The net result is that every documentary gives a strong feeling of deja vu – and I find them increasingly unwatchable. And so we turn to drama.

Drama seems to be the direct opposite of documentaries at the moment. The ‘previously on blah-blah’ recaps things I’m sure I’ve never seen, and which seem to add nothing to the show. Then the action starts, and strands of plot start to wrap around each other like convolvulus round a lamp post. Sometimes you need a flip chart and a who’s who to keep track.

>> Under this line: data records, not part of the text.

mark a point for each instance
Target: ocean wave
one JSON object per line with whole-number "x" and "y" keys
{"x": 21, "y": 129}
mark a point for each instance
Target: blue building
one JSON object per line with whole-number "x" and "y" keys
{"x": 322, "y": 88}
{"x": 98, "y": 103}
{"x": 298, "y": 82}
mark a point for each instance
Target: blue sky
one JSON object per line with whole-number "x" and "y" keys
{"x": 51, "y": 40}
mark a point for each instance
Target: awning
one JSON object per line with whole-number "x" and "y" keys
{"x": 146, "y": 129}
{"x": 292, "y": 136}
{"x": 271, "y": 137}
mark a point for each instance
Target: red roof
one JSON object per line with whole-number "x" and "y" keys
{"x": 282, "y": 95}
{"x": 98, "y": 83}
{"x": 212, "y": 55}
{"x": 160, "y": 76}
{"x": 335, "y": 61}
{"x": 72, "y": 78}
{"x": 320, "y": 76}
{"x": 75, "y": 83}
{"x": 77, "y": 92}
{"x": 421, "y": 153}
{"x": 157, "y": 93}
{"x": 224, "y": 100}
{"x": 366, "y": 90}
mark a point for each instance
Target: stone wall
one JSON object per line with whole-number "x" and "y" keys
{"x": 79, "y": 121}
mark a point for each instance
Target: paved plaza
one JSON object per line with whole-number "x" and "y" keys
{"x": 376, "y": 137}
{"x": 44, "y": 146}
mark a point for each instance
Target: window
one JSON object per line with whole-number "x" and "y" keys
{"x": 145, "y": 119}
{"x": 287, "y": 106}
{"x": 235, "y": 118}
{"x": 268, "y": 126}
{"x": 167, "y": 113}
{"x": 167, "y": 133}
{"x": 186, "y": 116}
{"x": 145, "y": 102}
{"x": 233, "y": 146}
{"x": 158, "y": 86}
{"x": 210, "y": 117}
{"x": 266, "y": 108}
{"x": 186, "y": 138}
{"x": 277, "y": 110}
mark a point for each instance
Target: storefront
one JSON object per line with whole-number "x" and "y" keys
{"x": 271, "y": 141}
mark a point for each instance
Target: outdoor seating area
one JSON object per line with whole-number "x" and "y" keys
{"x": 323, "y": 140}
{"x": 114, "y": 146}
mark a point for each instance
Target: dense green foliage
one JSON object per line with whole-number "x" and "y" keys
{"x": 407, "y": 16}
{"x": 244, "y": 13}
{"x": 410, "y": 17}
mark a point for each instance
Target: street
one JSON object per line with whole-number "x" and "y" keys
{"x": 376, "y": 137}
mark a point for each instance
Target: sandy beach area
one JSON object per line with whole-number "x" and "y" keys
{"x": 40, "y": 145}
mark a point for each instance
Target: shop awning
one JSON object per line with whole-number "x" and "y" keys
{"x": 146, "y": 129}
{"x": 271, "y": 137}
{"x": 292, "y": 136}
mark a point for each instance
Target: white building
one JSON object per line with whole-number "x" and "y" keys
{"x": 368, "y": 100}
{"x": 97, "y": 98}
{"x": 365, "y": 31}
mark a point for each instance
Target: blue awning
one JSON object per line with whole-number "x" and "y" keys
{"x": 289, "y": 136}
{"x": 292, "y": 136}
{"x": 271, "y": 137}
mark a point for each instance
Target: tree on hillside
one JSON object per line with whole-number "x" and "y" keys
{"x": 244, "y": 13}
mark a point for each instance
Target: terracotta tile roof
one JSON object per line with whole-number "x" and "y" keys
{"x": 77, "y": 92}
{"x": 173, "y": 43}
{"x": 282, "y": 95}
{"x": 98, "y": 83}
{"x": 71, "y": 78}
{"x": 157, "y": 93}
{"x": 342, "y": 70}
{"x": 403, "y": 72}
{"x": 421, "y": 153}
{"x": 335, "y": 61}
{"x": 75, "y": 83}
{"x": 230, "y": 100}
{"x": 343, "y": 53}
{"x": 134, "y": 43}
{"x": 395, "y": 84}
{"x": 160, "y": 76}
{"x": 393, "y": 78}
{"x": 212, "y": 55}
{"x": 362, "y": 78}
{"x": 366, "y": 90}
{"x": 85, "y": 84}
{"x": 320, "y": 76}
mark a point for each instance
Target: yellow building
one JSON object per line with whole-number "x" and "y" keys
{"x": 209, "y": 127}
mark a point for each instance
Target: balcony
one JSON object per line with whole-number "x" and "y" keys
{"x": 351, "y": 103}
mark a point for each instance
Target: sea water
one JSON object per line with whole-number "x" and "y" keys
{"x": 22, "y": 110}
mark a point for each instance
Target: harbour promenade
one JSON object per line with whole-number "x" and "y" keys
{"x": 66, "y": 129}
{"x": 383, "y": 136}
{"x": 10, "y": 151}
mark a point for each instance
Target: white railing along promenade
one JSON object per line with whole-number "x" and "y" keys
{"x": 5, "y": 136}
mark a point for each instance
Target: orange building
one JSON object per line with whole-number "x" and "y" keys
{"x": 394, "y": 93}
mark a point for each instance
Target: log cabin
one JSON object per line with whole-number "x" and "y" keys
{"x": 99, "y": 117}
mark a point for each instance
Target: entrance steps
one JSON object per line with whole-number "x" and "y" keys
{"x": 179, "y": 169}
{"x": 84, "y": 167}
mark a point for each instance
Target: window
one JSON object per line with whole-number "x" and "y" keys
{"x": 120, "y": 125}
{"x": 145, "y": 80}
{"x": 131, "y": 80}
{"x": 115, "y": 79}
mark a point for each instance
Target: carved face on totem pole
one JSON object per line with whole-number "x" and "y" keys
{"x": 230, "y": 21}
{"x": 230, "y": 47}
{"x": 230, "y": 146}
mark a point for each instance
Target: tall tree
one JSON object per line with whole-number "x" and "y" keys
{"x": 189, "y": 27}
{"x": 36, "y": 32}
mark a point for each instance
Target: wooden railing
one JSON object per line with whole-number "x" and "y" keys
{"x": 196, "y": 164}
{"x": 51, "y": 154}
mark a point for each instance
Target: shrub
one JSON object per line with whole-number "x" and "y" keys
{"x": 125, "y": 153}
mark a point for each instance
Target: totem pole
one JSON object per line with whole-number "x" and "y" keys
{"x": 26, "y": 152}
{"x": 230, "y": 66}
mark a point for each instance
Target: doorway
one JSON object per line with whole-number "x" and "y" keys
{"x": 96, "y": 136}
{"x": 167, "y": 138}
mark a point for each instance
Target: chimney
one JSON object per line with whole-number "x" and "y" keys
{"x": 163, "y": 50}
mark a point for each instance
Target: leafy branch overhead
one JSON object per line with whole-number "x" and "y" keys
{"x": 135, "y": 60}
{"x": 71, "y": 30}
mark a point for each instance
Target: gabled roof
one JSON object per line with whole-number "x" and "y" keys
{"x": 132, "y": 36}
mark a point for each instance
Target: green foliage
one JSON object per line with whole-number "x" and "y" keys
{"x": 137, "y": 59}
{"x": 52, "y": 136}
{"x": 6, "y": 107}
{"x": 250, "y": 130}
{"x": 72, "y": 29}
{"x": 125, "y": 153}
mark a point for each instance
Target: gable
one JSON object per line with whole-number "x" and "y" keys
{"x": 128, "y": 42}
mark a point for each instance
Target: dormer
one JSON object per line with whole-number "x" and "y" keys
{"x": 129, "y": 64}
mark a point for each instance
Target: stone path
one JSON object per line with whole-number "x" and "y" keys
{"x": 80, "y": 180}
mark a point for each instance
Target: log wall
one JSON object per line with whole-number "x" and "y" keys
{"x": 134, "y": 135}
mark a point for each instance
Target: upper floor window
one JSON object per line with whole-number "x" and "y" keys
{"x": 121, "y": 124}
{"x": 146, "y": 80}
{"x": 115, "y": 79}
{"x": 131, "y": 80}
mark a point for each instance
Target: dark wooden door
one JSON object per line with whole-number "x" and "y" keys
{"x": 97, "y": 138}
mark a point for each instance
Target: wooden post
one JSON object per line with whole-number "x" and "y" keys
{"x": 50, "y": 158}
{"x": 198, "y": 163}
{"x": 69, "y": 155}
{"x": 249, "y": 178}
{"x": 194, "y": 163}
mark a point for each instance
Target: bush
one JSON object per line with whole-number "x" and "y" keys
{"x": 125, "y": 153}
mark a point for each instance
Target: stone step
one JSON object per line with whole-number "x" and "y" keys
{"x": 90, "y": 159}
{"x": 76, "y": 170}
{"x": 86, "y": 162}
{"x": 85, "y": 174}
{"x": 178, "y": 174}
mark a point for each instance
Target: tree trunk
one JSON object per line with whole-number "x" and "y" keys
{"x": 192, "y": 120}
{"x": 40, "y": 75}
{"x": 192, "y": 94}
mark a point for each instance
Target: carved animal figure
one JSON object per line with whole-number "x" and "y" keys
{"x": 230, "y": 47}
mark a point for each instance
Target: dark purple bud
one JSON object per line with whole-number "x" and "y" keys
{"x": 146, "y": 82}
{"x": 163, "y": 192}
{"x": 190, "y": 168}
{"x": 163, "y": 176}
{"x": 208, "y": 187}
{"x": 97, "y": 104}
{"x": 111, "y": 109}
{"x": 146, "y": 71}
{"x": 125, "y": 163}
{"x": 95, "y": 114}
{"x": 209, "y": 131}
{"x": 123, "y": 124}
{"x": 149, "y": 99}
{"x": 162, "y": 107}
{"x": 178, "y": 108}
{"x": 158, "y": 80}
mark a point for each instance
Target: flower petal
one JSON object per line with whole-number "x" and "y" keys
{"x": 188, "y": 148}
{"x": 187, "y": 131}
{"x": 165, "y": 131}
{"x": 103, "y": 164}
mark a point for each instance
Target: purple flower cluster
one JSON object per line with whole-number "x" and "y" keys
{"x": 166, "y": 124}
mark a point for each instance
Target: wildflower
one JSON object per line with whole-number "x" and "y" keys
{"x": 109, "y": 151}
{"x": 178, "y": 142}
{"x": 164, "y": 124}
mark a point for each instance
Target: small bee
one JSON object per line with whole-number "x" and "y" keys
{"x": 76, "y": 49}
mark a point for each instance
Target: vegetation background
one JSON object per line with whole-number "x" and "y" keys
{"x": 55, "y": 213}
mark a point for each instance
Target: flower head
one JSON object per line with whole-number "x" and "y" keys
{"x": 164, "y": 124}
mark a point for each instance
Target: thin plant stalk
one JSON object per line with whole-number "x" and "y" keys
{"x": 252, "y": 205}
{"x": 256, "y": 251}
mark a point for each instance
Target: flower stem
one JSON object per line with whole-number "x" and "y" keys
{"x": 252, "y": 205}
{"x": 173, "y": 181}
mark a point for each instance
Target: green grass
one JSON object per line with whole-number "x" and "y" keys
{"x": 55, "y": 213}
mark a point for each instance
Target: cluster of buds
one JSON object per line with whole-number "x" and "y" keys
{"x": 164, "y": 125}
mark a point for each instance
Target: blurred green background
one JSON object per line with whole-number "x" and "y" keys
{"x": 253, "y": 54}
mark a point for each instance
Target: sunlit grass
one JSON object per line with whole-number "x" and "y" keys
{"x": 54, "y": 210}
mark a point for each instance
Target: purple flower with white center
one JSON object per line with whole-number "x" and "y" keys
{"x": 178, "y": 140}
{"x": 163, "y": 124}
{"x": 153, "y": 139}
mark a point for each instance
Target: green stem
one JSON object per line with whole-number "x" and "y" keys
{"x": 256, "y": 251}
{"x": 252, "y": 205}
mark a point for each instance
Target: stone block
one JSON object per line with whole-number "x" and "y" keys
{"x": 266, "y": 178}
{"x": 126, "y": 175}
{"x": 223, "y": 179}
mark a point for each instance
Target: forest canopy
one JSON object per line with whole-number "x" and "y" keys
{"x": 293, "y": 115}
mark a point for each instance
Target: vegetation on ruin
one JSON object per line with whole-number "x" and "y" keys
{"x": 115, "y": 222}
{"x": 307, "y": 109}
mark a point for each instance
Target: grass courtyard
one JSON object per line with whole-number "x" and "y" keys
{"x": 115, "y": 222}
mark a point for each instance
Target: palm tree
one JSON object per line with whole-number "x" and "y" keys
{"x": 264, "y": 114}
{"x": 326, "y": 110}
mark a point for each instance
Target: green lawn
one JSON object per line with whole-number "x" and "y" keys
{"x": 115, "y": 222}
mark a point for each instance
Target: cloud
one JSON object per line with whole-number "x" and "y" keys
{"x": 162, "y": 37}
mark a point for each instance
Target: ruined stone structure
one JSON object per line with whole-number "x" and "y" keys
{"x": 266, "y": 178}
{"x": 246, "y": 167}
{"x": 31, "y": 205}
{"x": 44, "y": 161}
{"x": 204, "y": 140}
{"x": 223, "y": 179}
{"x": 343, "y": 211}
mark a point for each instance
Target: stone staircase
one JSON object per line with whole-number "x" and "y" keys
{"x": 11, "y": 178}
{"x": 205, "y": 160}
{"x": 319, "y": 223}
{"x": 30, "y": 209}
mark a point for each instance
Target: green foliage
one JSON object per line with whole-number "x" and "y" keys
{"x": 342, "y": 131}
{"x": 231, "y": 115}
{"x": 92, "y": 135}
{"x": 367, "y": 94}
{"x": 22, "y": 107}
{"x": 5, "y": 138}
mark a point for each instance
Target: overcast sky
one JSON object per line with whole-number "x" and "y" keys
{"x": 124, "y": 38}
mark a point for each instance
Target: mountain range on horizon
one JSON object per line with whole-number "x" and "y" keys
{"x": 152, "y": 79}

Homeland is a case in point. I love Homeland and, for me, it’s the best thing on telly at the moment. But TL only tolerates it, and sometimes has no idea what’s going on. When Carrie almost went out in her pulling sequinned vest on Sunday, slipping on a wedding ring first, TL was confused. There was no explanation on screen – you had to have watched the first series to know that Carrie wears the ring in order to make sure she scares off nice men who might want a relationship, and attracts only those who are as mixed up as she is. Then, of course, she caught her own eye in the mirror, and self-disgust and despair almost led to her suicide. Again nothing was explained. I must say I love it, when TL turns to me as though I am a savant, and asks me what on earth is going on. There’s nothing like feeling a clever-clogs once in a while to cheer a girl up.

All in all, I definitely prefer drama at the moment. Come on, documentary makers. We’re people, not goldfish.